(8) A car starting with a speed v skids to a stop over a distance d, which means the brakes apply an acceleration a such that
0² - v² = 2 a d → a = - v² / (2d)
Then the car comes to rest over a distance of
d = - v² / (2a)
Doubling the starting speed gives
- (2v)² / (2a) = - 4v² / (2a) = 4d
so the distance traveled is quadrupled, and it would move a distance of 4 • 15 m = 60 m.

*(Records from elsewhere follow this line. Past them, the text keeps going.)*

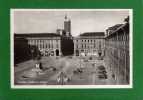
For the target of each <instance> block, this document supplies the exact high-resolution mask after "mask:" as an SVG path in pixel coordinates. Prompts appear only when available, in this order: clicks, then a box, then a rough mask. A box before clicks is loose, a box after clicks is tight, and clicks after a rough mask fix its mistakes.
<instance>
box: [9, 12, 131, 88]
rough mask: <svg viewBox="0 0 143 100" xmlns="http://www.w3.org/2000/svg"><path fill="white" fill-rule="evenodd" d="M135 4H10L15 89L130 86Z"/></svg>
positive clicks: (13, 86) (124, 87)
mask: <svg viewBox="0 0 143 100" xmlns="http://www.w3.org/2000/svg"><path fill="white" fill-rule="evenodd" d="M132 13H133V12H132V9H11V13H10V16H11V18H10V20H11V23H10V27H11V33H10V35H11V67H10V71H11V87H12V88H43V89H44V88H45V89H46V88H56V89H58V88H59V89H60V88H71V89H72V88H132V85H133V84H132V83H133V82H132V80H133V79H132V77H133V70H132V69H133V68H132V58H133V57H132V56H133V55H132V48H133V43H132V41H133V40H132V38H133V35H132V34H133V33H132V32H133V28H132V27H133V19H132V18H133V14H132Z"/></svg>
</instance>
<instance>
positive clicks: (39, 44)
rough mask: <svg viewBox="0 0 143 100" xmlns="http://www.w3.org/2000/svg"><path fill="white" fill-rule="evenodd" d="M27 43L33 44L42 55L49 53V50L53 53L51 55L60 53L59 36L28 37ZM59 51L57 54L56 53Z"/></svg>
mask: <svg viewBox="0 0 143 100" xmlns="http://www.w3.org/2000/svg"><path fill="white" fill-rule="evenodd" d="M27 39H28V44H29V45H31V46H32V45H35V46H36V47H38V49H39V50H40V51H41V52H42V53H43V55H49V53H50V52H52V53H53V55H52V56H60V55H61V38H60V37H36V38H35V37H29V38H27ZM57 52H59V54H57Z"/></svg>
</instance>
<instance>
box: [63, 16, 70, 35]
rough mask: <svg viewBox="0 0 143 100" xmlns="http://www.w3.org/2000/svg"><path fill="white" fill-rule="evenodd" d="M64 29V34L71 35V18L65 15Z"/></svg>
mask: <svg viewBox="0 0 143 100" xmlns="http://www.w3.org/2000/svg"><path fill="white" fill-rule="evenodd" d="M64 31H65V35H66V36H71V20H70V19H69V18H68V17H67V15H65V19H64Z"/></svg>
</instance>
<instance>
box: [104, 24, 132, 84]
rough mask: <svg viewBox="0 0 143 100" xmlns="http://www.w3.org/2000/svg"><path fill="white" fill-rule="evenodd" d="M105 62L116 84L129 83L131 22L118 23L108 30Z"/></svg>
mask: <svg viewBox="0 0 143 100" xmlns="http://www.w3.org/2000/svg"><path fill="white" fill-rule="evenodd" d="M106 32H107V33H106V37H105V51H106V53H105V55H106V56H105V62H106V65H107V67H109V69H110V71H111V72H112V77H113V78H114V79H115V82H116V84H120V85H122V84H129V81H130V77H129V76H130V55H129V33H130V32H129V22H126V23H125V24H117V25H115V26H113V27H110V28H108V29H107V31H106Z"/></svg>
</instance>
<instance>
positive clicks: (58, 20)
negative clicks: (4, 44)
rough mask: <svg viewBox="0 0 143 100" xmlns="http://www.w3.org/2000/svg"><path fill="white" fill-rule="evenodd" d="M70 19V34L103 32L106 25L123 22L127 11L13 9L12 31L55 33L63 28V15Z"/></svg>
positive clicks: (30, 32) (104, 28)
mask: <svg viewBox="0 0 143 100" xmlns="http://www.w3.org/2000/svg"><path fill="white" fill-rule="evenodd" d="M65 15H67V17H68V18H69V19H70V20H71V34H72V35H73V36H78V35H79V34H81V33H84V32H105V30H106V29H107V28H108V27H111V26H113V25H116V24H121V23H124V18H126V17H127V16H129V11H128V10H124V11H79V10H78V11H68V10H66V11H56V10H54V11H45V10H44V11H36V10H34V11H30V10H29V11H27V10H26V11H24V10H23V11H14V13H13V18H14V21H13V22H14V23H13V25H14V33H19V34H20V33H27V34H28V33H55V32H56V30H57V29H63V25H64V17H65Z"/></svg>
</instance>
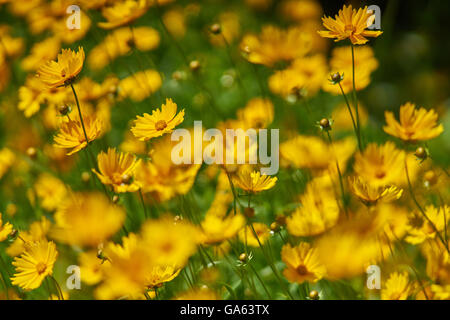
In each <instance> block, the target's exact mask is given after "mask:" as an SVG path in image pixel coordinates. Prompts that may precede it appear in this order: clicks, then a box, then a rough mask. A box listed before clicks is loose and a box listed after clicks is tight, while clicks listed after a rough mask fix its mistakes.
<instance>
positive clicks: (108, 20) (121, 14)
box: [98, 0, 149, 29]
mask: <svg viewBox="0 0 450 320" xmlns="http://www.w3.org/2000/svg"><path fill="white" fill-rule="evenodd" d="M148 5H149V3H148V0H123V1H118V2H115V3H114V5H112V6H110V7H104V8H103V10H102V15H103V17H105V18H106V20H107V22H99V23H98V26H99V27H100V28H103V29H114V28H116V27H119V26H123V25H126V24H129V23H131V22H133V21H134V20H136V19H137V18H139V17H141V16H142V15H144V13H146V12H147V8H148Z"/></svg>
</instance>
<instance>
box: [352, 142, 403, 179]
mask: <svg viewBox="0 0 450 320" xmlns="http://www.w3.org/2000/svg"><path fill="white" fill-rule="evenodd" d="M404 159H405V153H404V152H403V151H401V150H399V149H397V148H396V147H395V144H394V143H393V142H390V141H388V142H386V143H385V144H384V145H382V146H378V145H376V144H373V143H372V144H369V145H368V146H367V147H366V149H365V150H364V151H363V152H362V153H360V152H358V153H357V154H356V155H355V163H354V170H355V173H356V174H357V175H359V176H361V177H362V178H363V179H364V180H365V181H367V182H368V183H370V184H372V185H373V186H386V185H390V184H397V183H398V182H399V181H401V180H402V178H403V177H404V174H405V164H404Z"/></svg>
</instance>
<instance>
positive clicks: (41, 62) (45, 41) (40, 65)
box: [21, 37, 61, 71]
mask: <svg viewBox="0 0 450 320" xmlns="http://www.w3.org/2000/svg"><path fill="white" fill-rule="evenodd" d="M60 49H61V41H60V40H59V39H58V38H56V37H51V38H47V39H45V40H43V41H41V42H37V43H36V44H35V45H33V47H32V48H31V53H30V54H29V55H28V56H26V57H25V58H24V59H23V60H22V62H21V67H22V68H23V69H24V70H25V71H34V70H37V69H39V67H41V66H42V65H43V64H45V63H46V62H47V61H49V60H53V59H55V58H56V57H57V56H58V52H59V51H60Z"/></svg>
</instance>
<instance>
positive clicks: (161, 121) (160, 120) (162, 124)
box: [155, 120, 167, 131]
mask: <svg viewBox="0 0 450 320" xmlns="http://www.w3.org/2000/svg"><path fill="white" fill-rule="evenodd" d="M166 127H167V123H166V122H165V121H164V120H159V121H158V122H156V123H155V129H156V130H158V131H161V130H164V129H165V128H166Z"/></svg>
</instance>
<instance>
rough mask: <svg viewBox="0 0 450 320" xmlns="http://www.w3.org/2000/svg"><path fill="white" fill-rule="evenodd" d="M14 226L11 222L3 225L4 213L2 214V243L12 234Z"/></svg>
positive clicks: (0, 221)
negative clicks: (12, 225) (11, 233)
mask: <svg viewBox="0 0 450 320" xmlns="http://www.w3.org/2000/svg"><path fill="white" fill-rule="evenodd" d="M12 230H13V226H12V224H11V223H9V222H5V223H3V220H2V213H1V212H0V242H2V241H4V240H6V239H7V238H8V236H9V235H10V234H11V232H12Z"/></svg>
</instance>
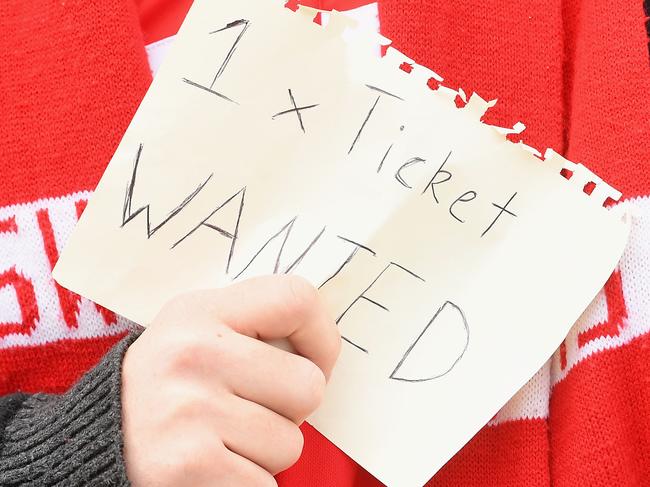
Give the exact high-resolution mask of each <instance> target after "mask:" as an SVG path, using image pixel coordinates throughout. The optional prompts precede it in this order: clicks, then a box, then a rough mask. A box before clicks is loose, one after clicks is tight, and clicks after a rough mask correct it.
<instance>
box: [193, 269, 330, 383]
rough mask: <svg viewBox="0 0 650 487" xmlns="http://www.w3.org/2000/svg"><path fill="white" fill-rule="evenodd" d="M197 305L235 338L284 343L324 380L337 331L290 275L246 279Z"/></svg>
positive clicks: (312, 300) (264, 276) (269, 276)
mask: <svg viewBox="0 0 650 487" xmlns="http://www.w3.org/2000/svg"><path fill="white" fill-rule="evenodd" d="M195 296H197V298H198V299H199V303H198V305H199V306H200V307H202V308H203V309H204V310H205V311H206V312H207V313H209V315H210V316H213V317H216V318H217V319H219V320H220V321H222V322H223V323H224V324H225V325H227V326H228V327H230V328H232V329H233V330H235V331H236V332H238V333H241V334H243V335H247V336H250V337H253V338H258V339H261V340H265V341H269V340H275V339H280V338H287V339H288V340H289V342H290V343H291V345H292V346H293V348H294V349H295V351H296V352H297V353H298V354H300V355H302V356H303V357H305V358H307V359H309V360H311V361H312V362H314V363H315V364H316V365H317V366H318V367H320V369H321V370H322V371H323V373H324V374H325V377H327V378H329V376H330V374H331V372H332V369H333V367H334V363H335V362H336V359H337V357H338V354H339V351H340V348H341V336H340V334H339V330H338V326H337V325H336V323H335V321H334V319H333V318H332V317H331V316H330V314H329V312H328V311H327V309H326V308H325V306H324V304H323V302H322V301H321V299H320V296H319V294H318V290H317V289H316V288H314V287H313V286H312V285H311V284H310V283H309V282H308V281H307V280H305V279H303V278H300V277H297V276H291V275H281V276H278V275H275V276H264V277H256V278H252V279H248V280H246V281H242V282H238V283H235V284H232V285H230V286H228V287H226V288H222V289H217V290H208V291H200V292H198V293H196V294H195Z"/></svg>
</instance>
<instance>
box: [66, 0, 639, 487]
mask: <svg viewBox="0 0 650 487" xmlns="http://www.w3.org/2000/svg"><path fill="white" fill-rule="evenodd" d="M311 15H313V13H311V12H308V11H303V12H298V13H293V12H291V11H289V10H287V9H284V8H282V5H281V3H278V2H270V1H269V0H239V1H237V2H213V1H209V0H197V1H195V2H194V6H193V7H192V9H191V11H190V13H189V16H188V18H187V20H186V21H185V23H184V25H183V27H182V29H181V32H180V34H179V36H178V38H177V40H176V42H175V45H174V46H173V48H172V50H171V52H170V55H169V57H168V59H167V61H166V62H165V63H164V65H163V66H162V68H161V69H160V71H159V73H158V75H157V77H156V79H155V80H154V82H153V85H152V87H151V89H150V90H149V92H148V93H147V95H146V97H145V99H144V100H143V102H142V105H141V106H140V108H139V110H138V112H137V114H136V115H135V117H134V119H133V121H132V123H131V125H130V127H129V129H128V131H127V132H126V134H125V136H124V138H123V140H122V142H121V144H120V145H119V147H118V149H117V151H116V153H115V155H114V157H113V159H112V160H111V162H110V164H109V166H108V169H107V170H106V173H105V175H104V177H103V178H102V180H101V182H100V184H99V186H98V188H97V191H96V193H95V195H94V196H93V198H92V199H91V201H90V203H89V205H88V208H87V210H86V212H85V213H84V215H83V217H82V219H81V221H80V222H79V225H78V227H77V229H76V230H75V232H74V234H73V235H72V237H71V239H70V241H69V243H68V245H67V247H66V249H65V252H64V253H63V255H62V257H61V259H60V261H59V263H58V265H57V267H56V269H55V277H56V279H57V280H58V281H59V282H60V283H61V284H62V285H63V286H65V287H67V288H69V289H71V290H73V291H75V292H78V293H80V294H83V295H84V296H87V297H88V298H90V299H92V300H94V301H96V302H98V303H100V304H102V305H104V306H106V307H108V308H109V309H112V310H114V311H116V312H118V313H120V314H122V315H124V316H126V317H128V318H130V319H132V320H134V321H136V322H139V323H142V324H146V323H148V322H150V321H151V319H152V318H153V317H154V315H155V314H156V312H157V310H158V309H159V308H160V306H161V305H162V303H164V302H165V300H167V299H168V298H169V297H171V296H173V295H175V294H177V293H179V292H182V291H187V290H190V289H197V288H205V287H215V286H222V285H227V284H228V283H229V282H231V281H232V280H233V279H243V278H245V277H249V276H252V275H254V274H261V273H272V272H293V273H297V274H301V275H304V276H305V277H307V278H309V279H310V280H311V281H312V282H313V283H314V284H315V285H317V286H320V287H321V290H322V294H323V296H324V298H325V299H326V301H327V303H328V305H329V307H330V309H331V310H332V312H333V313H334V315H335V316H337V317H339V320H338V321H339V327H340V330H341V333H342V334H343V336H344V337H345V340H346V343H344V346H343V351H342V354H341V357H340V360H339V362H338V365H337V367H336V369H335V372H334V375H333V377H332V380H331V383H330V384H329V386H328V391H327V394H326V398H325V402H324V404H323V406H322V407H321V408H320V409H319V410H318V411H317V412H316V414H314V416H313V417H312V418H310V422H311V424H312V425H314V426H315V427H316V428H317V429H318V430H319V431H320V432H321V433H323V434H324V435H325V436H326V437H328V438H329V439H330V440H331V441H333V442H334V443H335V444H336V445H337V446H338V447H340V448H341V449H342V450H343V451H345V452H346V453H347V454H349V455H350V456H351V457H352V458H353V459H354V460H356V461H357V462H359V463H360V464H361V465H362V466H363V467H365V468H366V469H368V470H369V471H370V472H371V473H372V474H374V475H375V476H376V477H378V478H379V479H380V480H381V481H383V482H384V483H386V484H388V485H390V486H406V487H410V486H419V485H422V484H424V483H425V482H426V481H427V480H428V479H429V478H430V477H431V476H432V475H433V474H434V473H435V472H436V471H437V470H438V469H439V468H440V467H441V466H442V465H443V464H444V463H445V462H446V461H447V460H448V459H449V458H450V457H451V456H452V455H453V454H454V453H455V452H456V451H458V450H459V449H460V448H461V447H462V446H463V445H464V444H465V443H466V442H467V441H468V440H469V439H470V438H471V437H472V436H473V435H474V434H475V433H476V432H477V431H478V430H479V429H480V428H481V427H482V426H483V425H484V424H485V423H486V422H487V421H488V420H489V419H490V418H491V417H492V416H493V415H494V414H495V413H496V412H497V410H498V409H499V408H500V407H501V406H502V405H503V404H504V403H505V402H506V401H507V400H508V399H509V398H510V397H511V396H512V395H513V394H514V393H515V392H516V391H517V390H518V389H519V388H520V387H521V386H522V385H523V384H524V383H525V382H526V381H527V380H528V378H529V377H531V376H532V375H533V374H534V372H535V371H536V370H537V369H538V368H539V367H540V366H541V365H542V364H543V363H544V361H545V360H547V358H548V357H549V356H550V355H551V353H552V352H553V351H554V350H555V349H556V347H557V346H558V345H559V344H560V342H561V340H562V338H563V337H564V336H565V335H566V333H567V331H568V329H569V327H570V325H571V324H572V323H573V322H574V320H575V319H576V318H577V317H578V316H579V314H580V313H581V312H582V310H583V309H584V308H585V307H586V306H587V304H588V303H589V302H590V300H591V299H592V298H593V297H594V296H595V294H596V293H597V291H598V289H599V288H600V287H601V286H602V284H603V283H604V281H605V280H606V279H607V277H608V276H609V274H610V273H611V271H612V270H613V268H614V266H615V264H616V262H617V259H618V257H619V256H620V254H621V252H622V249H623V246H624V243H625V241H626V237H627V225H626V224H625V223H624V222H623V221H622V219H621V215H617V214H614V213H613V212H611V211H608V210H606V209H604V208H603V207H602V203H603V202H604V200H605V198H606V197H608V196H609V197H613V198H614V199H616V198H617V197H618V194H617V193H616V192H615V191H614V190H612V189H611V188H610V187H609V186H607V185H606V184H605V183H604V182H602V181H601V180H600V179H598V178H596V177H595V176H594V175H593V174H591V173H590V172H589V171H588V170H586V169H585V168H584V167H582V166H578V165H573V164H572V163H570V162H568V161H565V160H563V159H562V158H561V157H560V156H558V155H557V154H554V153H552V152H549V153H548V154H547V156H546V158H545V160H541V159H540V158H538V157H536V156H535V155H533V153H534V152H535V151H534V150H532V149H530V148H528V147H526V146H523V145H521V144H512V143H509V142H507V141H506V140H505V136H504V134H505V133H508V131H507V130H500V131H499V130H497V129H495V128H494V127H490V126H488V125H485V124H483V123H481V122H480V117H481V116H482V115H483V113H484V112H485V110H487V109H488V108H489V106H490V104H489V103H486V102H484V101H483V100H481V99H480V98H479V97H477V96H473V97H471V98H470V99H469V101H468V103H467V105H466V106H465V107H464V108H462V109H458V108H457V107H456V105H455V103H454V98H455V97H456V96H460V97H461V98H462V97H464V96H465V94H464V93H462V92H455V91H452V90H449V89H446V88H440V89H438V90H437V91H431V90H430V89H428V88H427V87H426V82H427V80H428V79H429V78H431V77H433V78H436V79H439V77H438V76H437V75H436V74H435V73H433V72H432V71H430V70H427V69H426V68H423V67H420V66H417V65H414V64H413V63H411V64H412V65H413V71H412V72H411V73H410V74H407V73H405V72H404V71H402V70H400V69H398V66H399V65H400V64H401V63H402V62H403V61H408V60H407V59H406V58H405V57H404V56H403V55H401V54H400V53H399V52H398V51H396V50H393V49H391V48H389V49H388V54H387V55H386V56H385V57H384V58H383V59H381V60H379V59H375V58H373V57H372V55H370V54H368V45H372V44H373V43H374V42H375V41H376V39H372V38H371V37H370V36H371V35H372V34H371V33H368V37H367V38H366V37H363V36H358V35H356V36H354V40H353V41H351V42H347V43H346V42H344V41H343V35H344V33H345V32H346V30H347V29H348V27H349V23H350V21H349V20H347V19H345V18H344V17H343V16H340V15H338V16H333V17H332V19H331V21H330V24H329V26H328V27H327V29H324V28H322V27H320V26H318V25H316V24H314V23H312V22H311V18H310V17H311ZM294 103H295V105H294ZM296 108H298V109H299V110H296ZM291 110H293V111H291ZM298 115H300V116H298ZM521 129H522V126H520V125H517V126H516V127H515V128H514V129H512V131H521ZM563 167H568V168H570V169H571V170H572V171H573V172H574V175H573V177H572V178H571V179H570V180H566V179H565V178H563V177H562V176H560V174H559V173H560V170H561V169H562V168H563ZM432 181H433V183H434V184H431V182H432ZM590 181H593V182H596V183H598V184H597V186H596V190H595V191H594V194H592V195H591V196H588V195H586V194H585V193H584V192H583V191H582V188H583V186H584V185H585V184H586V183H588V182H590Z"/></svg>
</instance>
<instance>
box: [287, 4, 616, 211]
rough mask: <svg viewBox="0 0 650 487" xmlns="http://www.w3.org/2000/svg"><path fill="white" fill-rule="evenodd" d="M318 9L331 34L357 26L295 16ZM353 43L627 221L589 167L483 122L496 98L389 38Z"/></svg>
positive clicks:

Alternatively, you can explicitly solve for the acceleration, then for the distance:
A car starting at 50 km/h ≈ 13.9 m/s skids to a stop in 15 m, so locked brakes apply an acceleration a such that
0² - (13.9 m/s)² = 2 a (15 m) → a ≈ -6.43 m/s²
So the same car starting at 100 km/h ≈ 27.8 m/s skids to stop over a distance d such that
0² - (27.8 m/s)² = 2 (-6.43 m/s²) d → d ≈ 60 m
(9) Pushing the lever down 1.2 m with a force of 50 N amounts to doing (1.2 m) (50 N) = 60 J of work. So the load on the other end receives 60 J of potential energy. If the acceleration due to gravity is taken to be approximately 10 m/s², then the load has a mass m such that
60 J = m g h
where g = 10 m/s² and h is the height it is lifted, 1.2 m. Solving for m gives
m = (60 J) / ((10 m/s²) (1.2 m)) = 5 kg
(10) Is this also multiple choice? I'm not completely sure, but something about the weight of the tractor seems excessive. It would help to see what the options might be.